なぜ、あんなとんでも娘に愛好会!?あんな猿娘の何を愛好しようというのか!?
もしかして、キースと間違っているのではないか……
実の娘は非常に残念だが、義理の息子であるキースは親の贔屓目を差し引いても、非常に優秀で素晴らしい息子に育っていた。
そう思い、何度も何度も確認するが……どうやら間違いなく、娘、カタリナのことであると判明してしまった。
それにしても、そうやって他者から聞いた娘の話は、どうやっても自分の知る娘と結びつかないような話ばかりだ。
植物を愛でる?いや、確かに木にはよく登るし、その辺の木の実をもぎ取って食べているが……
動物に好かれている?いや、よく犬には吠えられて、時には追いかけられており……とても好かれているようには見えない……

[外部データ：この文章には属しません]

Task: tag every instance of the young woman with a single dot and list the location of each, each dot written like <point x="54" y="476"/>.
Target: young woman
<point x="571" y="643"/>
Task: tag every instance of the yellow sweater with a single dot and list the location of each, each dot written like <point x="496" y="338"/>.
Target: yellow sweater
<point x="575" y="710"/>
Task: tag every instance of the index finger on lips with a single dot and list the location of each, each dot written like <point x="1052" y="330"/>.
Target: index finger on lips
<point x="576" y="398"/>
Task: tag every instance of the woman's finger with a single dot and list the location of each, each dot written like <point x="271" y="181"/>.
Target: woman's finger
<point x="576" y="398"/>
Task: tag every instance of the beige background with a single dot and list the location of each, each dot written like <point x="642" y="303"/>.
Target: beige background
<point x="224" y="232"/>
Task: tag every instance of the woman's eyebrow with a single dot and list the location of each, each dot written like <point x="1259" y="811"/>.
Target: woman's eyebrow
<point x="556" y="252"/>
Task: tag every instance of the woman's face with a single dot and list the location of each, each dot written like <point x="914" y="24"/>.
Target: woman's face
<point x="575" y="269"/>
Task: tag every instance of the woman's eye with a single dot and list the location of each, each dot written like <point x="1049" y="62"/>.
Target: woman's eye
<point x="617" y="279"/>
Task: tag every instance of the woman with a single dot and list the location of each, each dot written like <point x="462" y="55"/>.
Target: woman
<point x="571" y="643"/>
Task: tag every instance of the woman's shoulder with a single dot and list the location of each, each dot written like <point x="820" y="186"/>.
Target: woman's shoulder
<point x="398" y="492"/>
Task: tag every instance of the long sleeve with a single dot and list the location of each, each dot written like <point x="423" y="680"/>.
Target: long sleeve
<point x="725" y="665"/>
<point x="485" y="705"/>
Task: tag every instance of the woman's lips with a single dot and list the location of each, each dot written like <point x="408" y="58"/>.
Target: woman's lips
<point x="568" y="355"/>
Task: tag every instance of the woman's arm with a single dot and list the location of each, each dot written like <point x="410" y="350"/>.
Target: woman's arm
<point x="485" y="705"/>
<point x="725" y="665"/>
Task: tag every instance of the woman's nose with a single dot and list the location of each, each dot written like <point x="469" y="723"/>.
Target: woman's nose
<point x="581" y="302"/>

どうしても、自分の娘の話だとは信じられなかったが……
……もしかしたら、自分が知っているあのどうしようもない部分はあくまで娘の仮の姿で、本当は話に聞くように立派で聖女のような令嬢なのだろうか?
都合の良いことに娘は、丁度、学園の休暇で家に帰ってきている。
帰ったら、真相を訪ねてみようと心に決めた。
★★★★★★★★
「よっこらせ~の、どっこいせ~」
夫人会を終え、屋敷に戻ると、ほっかむりを被り、顔に泥をつけた娘が、謎の掛け声をあげながら、自作の畑を軽快に耕していた。
その姿を目にして……
やはり夫人会での話は、勘違いで間違いないと結論付けた。
『本当は、話にでていたような立派で素敵な部分があるのかもしれない』と、少しだけ頭をよぎった思いはあっという間に消え去っていく。
「よっこらせ~の、どっこいせ~」
気の抜けるような、娘の謎の掛け声が、由緒正しきクラエス家の庭に響きわたる。
その掛け声を聞いていると、なんだか無駄に疲労感を覚え、私は早々に屋敷の中に入った。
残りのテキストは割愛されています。